3. Destroying, removing, or otherwise neutralizing aberrations (such as tumors) that threaten to seriously impair or ruin necessary functions. Thus, chemotherapy (also surgery and radiation).

We must do what we can to provide category one assistance as long as the body can still actually make use of air, food, and water, and in the case of food and water, as long as the body is not in a state of near death from causes other than a lack of food and water.

For categories two and three, we must use all ordinary means at our disposal in the service of life, taking into account the likely benefits vs. burdens. And in considering this, restoring the body to a condition in which it is not dying (that is, from something other than normal aging) is always a benefit compared to death. If a person is truly dying and death is near ("at death's door"), and death cannot be prevented but only minimally delayed, there is no absolute obligation to try to put off an inevitable death for as long as possible. However, it must be kept in mind that allowing (i.e. not aggressively trying to prevent) a near and certain death to unfold--as in "letting nature take its course"--is not in the same moral category as killing someone by commission or omission. A deliberately chosen action or inaction which is chosen because it will bring about death, is immoral killing.

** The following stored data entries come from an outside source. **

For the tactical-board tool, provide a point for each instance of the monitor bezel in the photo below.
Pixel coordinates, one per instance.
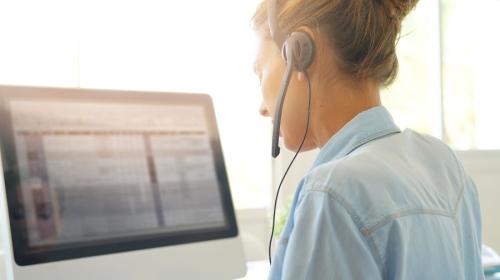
(23, 255)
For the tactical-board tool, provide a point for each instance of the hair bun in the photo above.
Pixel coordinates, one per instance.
(398, 9)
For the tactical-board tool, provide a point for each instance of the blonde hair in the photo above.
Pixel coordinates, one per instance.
(362, 33)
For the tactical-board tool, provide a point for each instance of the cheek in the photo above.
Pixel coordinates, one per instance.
(269, 88)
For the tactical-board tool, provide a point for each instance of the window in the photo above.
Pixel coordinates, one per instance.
(448, 55)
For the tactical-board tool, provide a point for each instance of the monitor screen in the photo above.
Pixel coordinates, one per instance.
(102, 174)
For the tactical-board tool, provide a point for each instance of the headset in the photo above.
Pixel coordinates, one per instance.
(297, 50)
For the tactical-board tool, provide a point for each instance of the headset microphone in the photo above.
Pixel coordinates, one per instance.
(298, 51)
(279, 106)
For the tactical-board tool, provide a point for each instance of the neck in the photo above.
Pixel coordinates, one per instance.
(334, 106)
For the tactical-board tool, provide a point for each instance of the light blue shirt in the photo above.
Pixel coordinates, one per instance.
(379, 203)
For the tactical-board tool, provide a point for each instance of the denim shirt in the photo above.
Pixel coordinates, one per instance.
(380, 203)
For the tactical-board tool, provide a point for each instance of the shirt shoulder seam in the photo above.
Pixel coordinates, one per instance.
(357, 221)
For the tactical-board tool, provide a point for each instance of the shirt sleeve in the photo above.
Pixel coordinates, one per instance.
(326, 243)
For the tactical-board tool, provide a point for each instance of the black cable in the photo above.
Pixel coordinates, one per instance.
(293, 159)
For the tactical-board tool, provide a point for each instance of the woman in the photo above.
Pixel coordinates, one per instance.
(378, 203)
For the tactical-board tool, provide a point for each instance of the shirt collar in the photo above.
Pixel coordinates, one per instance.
(367, 126)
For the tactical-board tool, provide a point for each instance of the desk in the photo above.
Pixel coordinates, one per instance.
(256, 271)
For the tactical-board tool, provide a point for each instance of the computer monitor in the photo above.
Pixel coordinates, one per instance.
(101, 184)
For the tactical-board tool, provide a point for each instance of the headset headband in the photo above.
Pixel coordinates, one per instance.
(276, 33)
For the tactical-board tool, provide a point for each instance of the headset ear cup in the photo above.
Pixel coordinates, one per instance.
(301, 46)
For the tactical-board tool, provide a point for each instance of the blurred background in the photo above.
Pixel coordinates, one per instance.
(446, 87)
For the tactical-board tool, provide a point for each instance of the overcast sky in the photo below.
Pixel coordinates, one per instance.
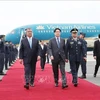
(14, 14)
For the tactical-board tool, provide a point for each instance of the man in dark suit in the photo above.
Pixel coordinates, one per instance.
(29, 53)
(57, 55)
(74, 49)
(2, 54)
(10, 54)
(43, 49)
(83, 62)
(96, 54)
(47, 44)
(7, 52)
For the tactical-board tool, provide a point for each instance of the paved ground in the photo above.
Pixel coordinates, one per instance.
(90, 70)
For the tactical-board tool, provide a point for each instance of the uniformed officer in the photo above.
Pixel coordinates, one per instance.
(2, 51)
(7, 52)
(74, 48)
(83, 62)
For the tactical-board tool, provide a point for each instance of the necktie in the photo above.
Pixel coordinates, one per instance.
(58, 42)
(30, 42)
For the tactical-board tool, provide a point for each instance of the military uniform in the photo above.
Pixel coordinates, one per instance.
(74, 49)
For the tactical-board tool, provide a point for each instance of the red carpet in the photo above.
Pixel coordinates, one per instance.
(11, 88)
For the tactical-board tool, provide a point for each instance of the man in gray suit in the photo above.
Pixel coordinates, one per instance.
(57, 55)
(29, 53)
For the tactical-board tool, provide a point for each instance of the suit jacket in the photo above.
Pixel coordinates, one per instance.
(29, 54)
(75, 50)
(96, 50)
(2, 48)
(55, 51)
(43, 51)
(7, 51)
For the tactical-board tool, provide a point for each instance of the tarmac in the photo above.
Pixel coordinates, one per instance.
(90, 70)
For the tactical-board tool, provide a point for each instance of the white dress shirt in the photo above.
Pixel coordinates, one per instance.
(30, 41)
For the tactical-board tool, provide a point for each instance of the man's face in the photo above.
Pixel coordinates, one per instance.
(57, 33)
(42, 42)
(81, 36)
(29, 32)
(74, 34)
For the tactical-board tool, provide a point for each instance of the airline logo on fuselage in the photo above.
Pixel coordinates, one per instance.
(40, 27)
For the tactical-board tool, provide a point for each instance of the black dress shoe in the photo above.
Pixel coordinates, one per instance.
(32, 84)
(3, 73)
(83, 77)
(7, 69)
(69, 72)
(94, 75)
(75, 84)
(64, 86)
(56, 84)
(26, 86)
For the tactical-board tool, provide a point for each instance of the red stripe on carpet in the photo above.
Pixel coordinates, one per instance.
(11, 88)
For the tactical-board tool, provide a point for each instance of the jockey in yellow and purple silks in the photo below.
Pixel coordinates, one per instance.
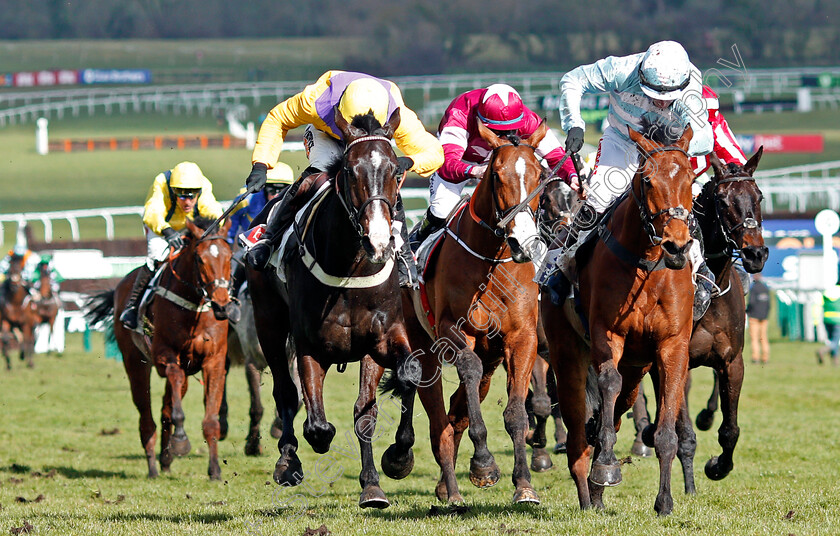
(175, 195)
(351, 94)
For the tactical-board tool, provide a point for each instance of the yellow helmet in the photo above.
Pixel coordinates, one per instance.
(281, 173)
(186, 176)
(364, 95)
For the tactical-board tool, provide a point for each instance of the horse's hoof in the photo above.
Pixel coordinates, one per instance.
(288, 472)
(396, 466)
(525, 495)
(253, 447)
(647, 435)
(484, 477)
(541, 461)
(640, 449)
(715, 469)
(705, 419)
(373, 497)
(605, 475)
(180, 447)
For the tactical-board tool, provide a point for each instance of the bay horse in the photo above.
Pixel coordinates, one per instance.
(340, 303)
(485, 314)
(14, 319)
(728, 211)
(43, 305)
(638, 316)
(188, 321)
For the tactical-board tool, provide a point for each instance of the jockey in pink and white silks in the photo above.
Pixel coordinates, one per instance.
(660, 86)
(466, 154)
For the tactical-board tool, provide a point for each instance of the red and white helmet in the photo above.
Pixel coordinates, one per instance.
(501, 108)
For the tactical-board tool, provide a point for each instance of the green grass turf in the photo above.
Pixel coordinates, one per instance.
(784, 480)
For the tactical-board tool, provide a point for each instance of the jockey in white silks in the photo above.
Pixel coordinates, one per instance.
(660, 86)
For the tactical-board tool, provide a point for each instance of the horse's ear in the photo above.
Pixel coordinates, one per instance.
(535, 138)
(717, 165)
(349, 131)
(752, 163)
(488, 135)
(685, 139)
(393, 124)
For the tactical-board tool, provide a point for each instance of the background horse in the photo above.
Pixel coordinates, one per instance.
(244, 349)
(728, 211)
(16, 323)
(188, 318)
(341, 304)
(484, 310)
(43, 305)
(638, 316)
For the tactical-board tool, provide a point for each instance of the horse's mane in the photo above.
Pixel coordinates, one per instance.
(661, 131)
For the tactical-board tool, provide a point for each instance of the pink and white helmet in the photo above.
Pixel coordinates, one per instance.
(501, 108)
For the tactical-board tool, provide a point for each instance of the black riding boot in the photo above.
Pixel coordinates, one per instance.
(257, 257)
(129, 314)
(427, 226)
(406, 266)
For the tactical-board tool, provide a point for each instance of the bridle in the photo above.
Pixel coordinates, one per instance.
(732, 248)
(342, 186)
(509, 213)
(204, 290)
(674, 213)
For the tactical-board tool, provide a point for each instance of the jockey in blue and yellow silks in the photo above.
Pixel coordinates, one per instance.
(351, 94)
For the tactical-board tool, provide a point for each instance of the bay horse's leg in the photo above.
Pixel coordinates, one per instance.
(139, 369)
(641, 420)
(252, 442)
(606, 350)
(365, 412)
(541, 406)
(706, 417)
(672, 363)
(521, 352)
(731, 378)
(213, 371)
(317, 431)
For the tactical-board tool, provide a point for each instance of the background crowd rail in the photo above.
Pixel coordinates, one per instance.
(22, 106)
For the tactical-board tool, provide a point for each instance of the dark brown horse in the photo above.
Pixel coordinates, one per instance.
(638, 315)
(341, 304)
(42, 306)
(188, 323)
(485, 313)
(15, 322)
(728, 211)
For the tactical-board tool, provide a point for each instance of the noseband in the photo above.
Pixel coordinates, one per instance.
(346, 174)
(674, 213)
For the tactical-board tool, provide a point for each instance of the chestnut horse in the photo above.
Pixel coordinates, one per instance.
(14, 294)
(638, 315)
(728, 211)
(340, 302)
(485, 313)
(42, 305)
(188, 320)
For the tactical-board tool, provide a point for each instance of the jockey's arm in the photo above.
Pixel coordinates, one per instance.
(154, 210)
(291, 113)
(412, 139)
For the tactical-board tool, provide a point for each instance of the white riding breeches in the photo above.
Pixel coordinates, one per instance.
(443, 195)
(321, 148)
(157, 248)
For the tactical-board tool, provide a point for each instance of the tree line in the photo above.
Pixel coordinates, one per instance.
(429, 36)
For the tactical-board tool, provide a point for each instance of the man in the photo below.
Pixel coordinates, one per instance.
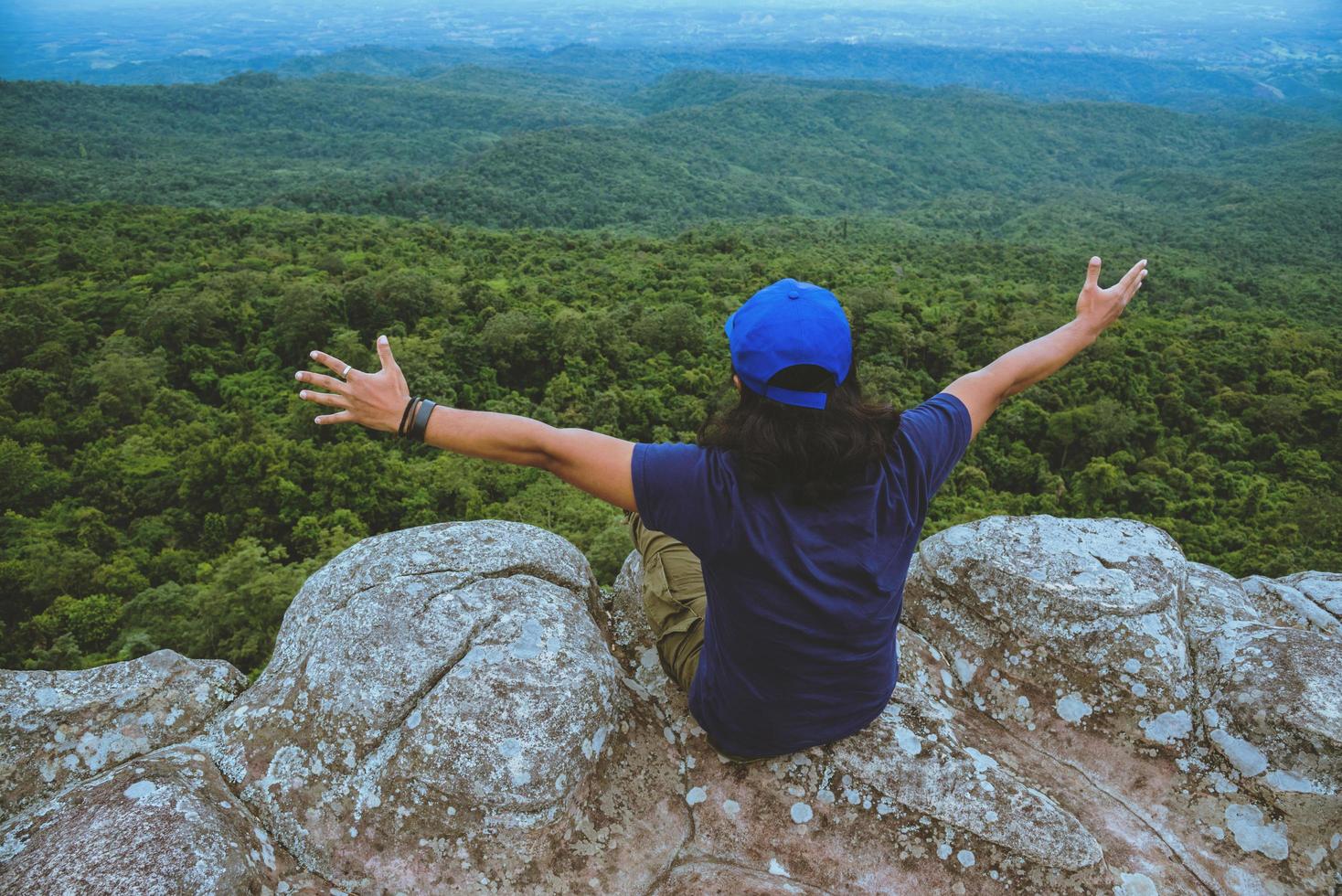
(776, 548)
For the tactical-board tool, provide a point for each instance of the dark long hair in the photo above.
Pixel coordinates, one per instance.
(812, 453)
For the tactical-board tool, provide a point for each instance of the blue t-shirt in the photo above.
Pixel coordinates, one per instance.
(799, 636)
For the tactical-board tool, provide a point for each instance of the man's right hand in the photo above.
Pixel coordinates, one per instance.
(1097, 307)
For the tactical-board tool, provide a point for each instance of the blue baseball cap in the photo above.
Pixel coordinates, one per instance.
(785, 324)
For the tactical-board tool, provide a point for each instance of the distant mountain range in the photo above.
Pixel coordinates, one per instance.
(552, 148)
(1287, 88)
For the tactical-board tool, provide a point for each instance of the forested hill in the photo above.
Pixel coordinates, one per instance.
(507, 148)
(169, 255)
(165, 487)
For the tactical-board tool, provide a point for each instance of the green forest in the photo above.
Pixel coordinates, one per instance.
(545, 246)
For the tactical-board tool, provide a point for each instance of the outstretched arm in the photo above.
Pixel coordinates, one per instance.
(593, 462)
(983, 390)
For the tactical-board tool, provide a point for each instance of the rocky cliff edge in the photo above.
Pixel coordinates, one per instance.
(461, 709)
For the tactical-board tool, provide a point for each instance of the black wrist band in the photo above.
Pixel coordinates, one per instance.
(400, 430)
(421, 419)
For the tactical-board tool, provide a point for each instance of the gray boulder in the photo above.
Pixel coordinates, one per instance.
(163, 823)
(1084, 612)
(1324, 589)
(59, 727)
(1282, 603)
(438, 709)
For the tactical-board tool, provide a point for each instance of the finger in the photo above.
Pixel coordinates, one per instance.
(384, 353)
(324, 399)
(1132, 275)
(1135, 284)
(335, 364)
(321, 379)
(1092, 272)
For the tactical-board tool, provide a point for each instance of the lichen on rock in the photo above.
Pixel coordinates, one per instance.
(459, 709)
(60, 727)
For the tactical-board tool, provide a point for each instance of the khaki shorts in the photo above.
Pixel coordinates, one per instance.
(674, 600)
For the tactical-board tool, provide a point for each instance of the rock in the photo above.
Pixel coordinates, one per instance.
(60, 727)
(1081, 609)
(908, 764)
(1324, 589)
(1212, 599)
(459, 709)
(163, 823)
(435, 714)
(1282, 603)
(1275, 707)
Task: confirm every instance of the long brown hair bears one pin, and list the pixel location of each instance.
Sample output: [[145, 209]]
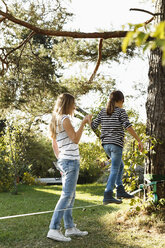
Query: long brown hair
[[115, 96], [63, 106]]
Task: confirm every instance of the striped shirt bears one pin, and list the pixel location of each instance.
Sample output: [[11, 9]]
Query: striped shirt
[[67, 149], [112, 127]]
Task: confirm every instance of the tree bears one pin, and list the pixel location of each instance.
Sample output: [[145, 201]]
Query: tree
[[156, 112], [155, 103]]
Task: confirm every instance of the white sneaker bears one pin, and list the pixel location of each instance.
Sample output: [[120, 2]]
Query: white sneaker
[[75, 231], [57, 235]]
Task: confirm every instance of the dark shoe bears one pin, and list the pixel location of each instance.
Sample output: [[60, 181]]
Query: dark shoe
[[121, 193], [108, 198]]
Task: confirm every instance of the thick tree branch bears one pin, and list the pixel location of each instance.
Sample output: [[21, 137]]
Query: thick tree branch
[[146, 11], [98, 61]]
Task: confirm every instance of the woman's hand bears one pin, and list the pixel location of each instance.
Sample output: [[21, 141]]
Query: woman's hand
[[87, 119]]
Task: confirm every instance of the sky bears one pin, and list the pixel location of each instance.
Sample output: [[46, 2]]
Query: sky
[[91, 15], [108, 15]]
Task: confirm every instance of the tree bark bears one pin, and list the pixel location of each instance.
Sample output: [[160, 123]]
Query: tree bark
[[155, 107]]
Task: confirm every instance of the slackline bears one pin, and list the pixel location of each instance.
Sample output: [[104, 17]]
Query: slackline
[[46, 212]]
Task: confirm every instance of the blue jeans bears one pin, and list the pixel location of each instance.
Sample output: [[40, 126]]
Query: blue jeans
[[70, 172], [117, 166]]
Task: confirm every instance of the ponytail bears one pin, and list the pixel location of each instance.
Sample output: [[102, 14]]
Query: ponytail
[[115, 96]]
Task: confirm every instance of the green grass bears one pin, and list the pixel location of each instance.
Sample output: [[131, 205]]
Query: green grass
[[106, 225]]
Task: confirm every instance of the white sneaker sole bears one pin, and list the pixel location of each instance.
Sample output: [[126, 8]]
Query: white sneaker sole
[[77, 234], [58, 239]]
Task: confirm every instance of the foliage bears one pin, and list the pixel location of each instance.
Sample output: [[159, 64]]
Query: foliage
[[149, 40], [6, 180], [105, 228], [28, 179], [13, 146], [91, 162], [139, 206], [40, 155]]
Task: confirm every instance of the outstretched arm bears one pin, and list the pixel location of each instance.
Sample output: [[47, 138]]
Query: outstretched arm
[[75, 135], [55, 148]]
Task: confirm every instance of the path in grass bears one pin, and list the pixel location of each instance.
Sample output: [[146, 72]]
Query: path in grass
[[104, 227]]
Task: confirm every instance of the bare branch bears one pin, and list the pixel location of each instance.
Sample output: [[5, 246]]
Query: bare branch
[[146, 11], [20, 45], [5, 5], [103, 35], [98, 61]]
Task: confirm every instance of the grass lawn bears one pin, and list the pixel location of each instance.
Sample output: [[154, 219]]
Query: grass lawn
[[106, 225]]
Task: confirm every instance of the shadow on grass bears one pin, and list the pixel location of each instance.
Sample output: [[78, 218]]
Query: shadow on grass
[[31, 231]]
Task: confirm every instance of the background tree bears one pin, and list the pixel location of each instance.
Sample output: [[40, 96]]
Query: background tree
[[156, 111]]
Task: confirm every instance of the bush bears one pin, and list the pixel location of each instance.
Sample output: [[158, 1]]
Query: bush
[[91, 162]]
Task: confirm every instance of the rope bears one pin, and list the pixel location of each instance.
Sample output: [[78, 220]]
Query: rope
[[46, 212]]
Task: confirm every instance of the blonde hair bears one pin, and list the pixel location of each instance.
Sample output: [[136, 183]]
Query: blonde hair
[[115, 96], [63, 106]]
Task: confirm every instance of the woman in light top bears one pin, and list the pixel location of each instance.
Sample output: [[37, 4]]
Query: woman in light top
[[65, 146], [113, 120]]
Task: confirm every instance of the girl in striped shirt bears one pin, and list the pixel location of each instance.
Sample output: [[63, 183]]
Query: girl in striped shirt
[[113, 121], [65, 145]]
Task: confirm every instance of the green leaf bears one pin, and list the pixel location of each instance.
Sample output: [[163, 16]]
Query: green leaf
[[127, 40]]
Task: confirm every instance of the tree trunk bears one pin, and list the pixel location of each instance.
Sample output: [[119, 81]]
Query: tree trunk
[[155, 107]]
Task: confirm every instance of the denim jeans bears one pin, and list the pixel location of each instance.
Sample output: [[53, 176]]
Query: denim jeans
[[117, 166], [70, 172]]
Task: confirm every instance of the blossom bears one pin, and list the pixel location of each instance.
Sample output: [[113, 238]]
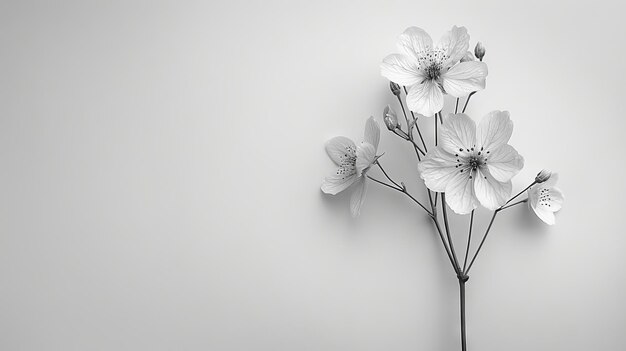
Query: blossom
[[472, 165], [545, 199], [543, 176], [354, 162], [390, 118], [430, 71]]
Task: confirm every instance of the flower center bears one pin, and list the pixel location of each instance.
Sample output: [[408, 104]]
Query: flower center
[[474, 162], [433, 71]]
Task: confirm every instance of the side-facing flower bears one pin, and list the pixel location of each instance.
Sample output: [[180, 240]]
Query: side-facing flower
[[430, 71], [354, 162], [472, 165], [545, 199]]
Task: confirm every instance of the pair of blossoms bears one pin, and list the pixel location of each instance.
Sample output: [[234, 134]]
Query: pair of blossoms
[[472, 164]]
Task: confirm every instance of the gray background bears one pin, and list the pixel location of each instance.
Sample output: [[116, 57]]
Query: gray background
[[160, 165]]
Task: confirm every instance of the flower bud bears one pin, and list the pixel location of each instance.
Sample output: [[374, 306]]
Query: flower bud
[[543, 176], [479, 51], [395, 88], [390, 118], [467, 57]]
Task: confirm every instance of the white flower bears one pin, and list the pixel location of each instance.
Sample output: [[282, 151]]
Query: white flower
[[430, 71], [473, 166], [353, 161], [545, 199]]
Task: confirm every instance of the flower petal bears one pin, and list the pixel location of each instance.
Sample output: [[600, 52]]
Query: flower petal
[[401, 69], [365, 155], [494, 130], [358, 196], [340, 148], [460, 194], [437, 169], [504, 163], [556, 199], [455, 43], [464, 78], [458, 134], [415, 42], [337, 183], [490, 192], [544, 215], [425, 98], [372, 133]]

There is a problem here, as I see it, with the use of the term "life-sustaining medical treatment." The term itself seems to imply that anything that is "life-sustaining" should by that fact also be considered "extraordinary" (as a Catholic analysis would use the term) in potentially fatal situations. It seems like the mere acknowledgment of an intervention as LSMT gives permission to consider it optional (i.e. non-obligatory) when death enters the picture as a possibility.

What this seems to me to allow is a severe downgrading of what used to be a presumption in favor of life as medical professionals discharge their obligations to society. Formerly, so long as there was a reasonable chance of saving a patient's life, physicians accepted an obligation to try their best to save life. Now, under the more recent approach, if death is merely a possibility (but not a certainty), physicians no longer have an obligation to try to save life. The mere labeling of a medical intervention as LSMT seems to contain tacit permission to choose to forgo it when death is possible. It's a thought process almost like this: this treatment has the possibility of prolonging life; this case has a chance of being fatal; this treatment is therefore optional and may be omitted even if for the purpose of making death certain. It is a horrendous perversion of the most fundamental values that until recently have underpinned the medical profession throughout Western civilization.

If this sort of muddled thinking becomes more and more common in the realm of medical ethics, it won't be long before the only treatments that will be considered obligatory for medical professionals to undertake will be some treatments that have a high potential to heal non-fatal conditions.